多くの人に振り返っていただきたいと思うことがあります。iPhoneのように新機種が登場する度に性能が「2倍」になると言われているものが何度も登場しているのに、ストレスは決して2006年代の半分にもなっていないという事実です。
シニカルな人たちにいわせれば「そんなのはあたりまえのことじゃないか」ということになるでしょう。でもシニカルな人たちでさえストレスが少しでも減れば気持ちはいいでしょうし、毎日終電まで残業するよりたまには早く帰りたいと思いますし、心を病む人が1人でも増えた方がうれしいなんてことはないはずです。
技術の進歩のわりにストレス・フリーが遠いのは、何もiPhoneや仕事術やライフハックのせいではありません。世にiPhoneがなく、仕事術も一切なく、ライフハックという言葉がなくても、ストレスはやっぱりあるはずです。

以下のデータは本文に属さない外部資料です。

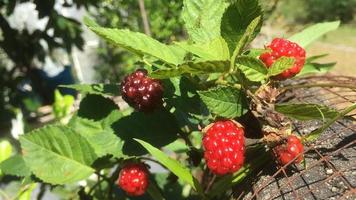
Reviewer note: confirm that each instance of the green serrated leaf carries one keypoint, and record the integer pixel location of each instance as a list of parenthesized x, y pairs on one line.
[(27, 193), (173, 165), (154, 192), (303, 111), (139, 44), (197, 68), (15, 166), (215, 49), (99, 89), (101, 138), (202, 19), (255, 52), (57, 155), (158, 128), (312, 68), (283, 63), (5, 150), (237, 17), (315, 134), (226, 102), (89, 22), (314, 32), (253, 68)]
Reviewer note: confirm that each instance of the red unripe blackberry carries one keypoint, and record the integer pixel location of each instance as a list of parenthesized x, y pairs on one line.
[(133, 179), (224, 146), (292, 148), (141, 92), (281, 47)]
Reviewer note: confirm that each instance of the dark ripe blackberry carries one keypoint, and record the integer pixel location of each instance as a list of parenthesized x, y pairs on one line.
[(141, 92)]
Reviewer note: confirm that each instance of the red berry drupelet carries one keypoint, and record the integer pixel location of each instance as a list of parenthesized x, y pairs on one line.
[(293, 148), (281, 47), (133, 179), (141, 92), (224, 146)]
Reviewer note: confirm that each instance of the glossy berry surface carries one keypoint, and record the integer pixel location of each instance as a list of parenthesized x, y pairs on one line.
[(141, 92), (224, 146), (281, 47), (293, 148), (134, 179)]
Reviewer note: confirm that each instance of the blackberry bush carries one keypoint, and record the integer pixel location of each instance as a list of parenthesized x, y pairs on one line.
[(213, 79)]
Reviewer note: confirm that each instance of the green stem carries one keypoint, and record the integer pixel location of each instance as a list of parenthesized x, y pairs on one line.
[(318, 85)]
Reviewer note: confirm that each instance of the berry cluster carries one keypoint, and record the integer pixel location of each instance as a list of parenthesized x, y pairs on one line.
[(224, 146), (292, 149), (281, 47), (141, 92), (133, 179)]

ストレス・コーピングや仕事を仕上げるのに効果的なのは、効果的な方法だけは手放さず、着実に、気長に実行することです。
『スピードハックス』の時から変わったこと
私が大橋さんと仕事をするようになったきっかけは、日経ビジネスオンラインの連載です。この話はあちこちでしてきましたし、本書刊行と直接関係はないのでここでは割愛しますが、当時「ハックスシリーズ」として走り出していた頃には、自分がライフハック好きということもあって、とにかく「知っていることを出しまくろう」という熱気で突き進んでいました。
▼文庫版
300ページ近いボリュームという事もあるが、普段からlifehacksや仕事術をチェックしてる事を前提に書いてるからかなぁ。
手応えありです。
1冊の本でU3規格のUSBメモリーから腹側被蓋野、即座核まで幅広い。仕事術の仕組みづくりに長けてる大橋氏と心理学が専門の佐々木氏が共著である事でお互いの専門性がうまく引き出された感じですね。
このようにありがたい書評をいただいたのは2007年の1月。面白い内容だったという自負もありながら、いかにも「知っていることを出しまくろう」という、処女作的な本でした。当時としては重宝したU3企画のUSBメモリなど、今となっては「懐かしい」以外の何ものでもありませんね。
いまなら、こういう「明らかに古くなる技術」を前面に押し出すことには、結局書くにせよ抵抗を感じます。おじさんくさい感想ですが、当時はやっぱり「若かった」のです。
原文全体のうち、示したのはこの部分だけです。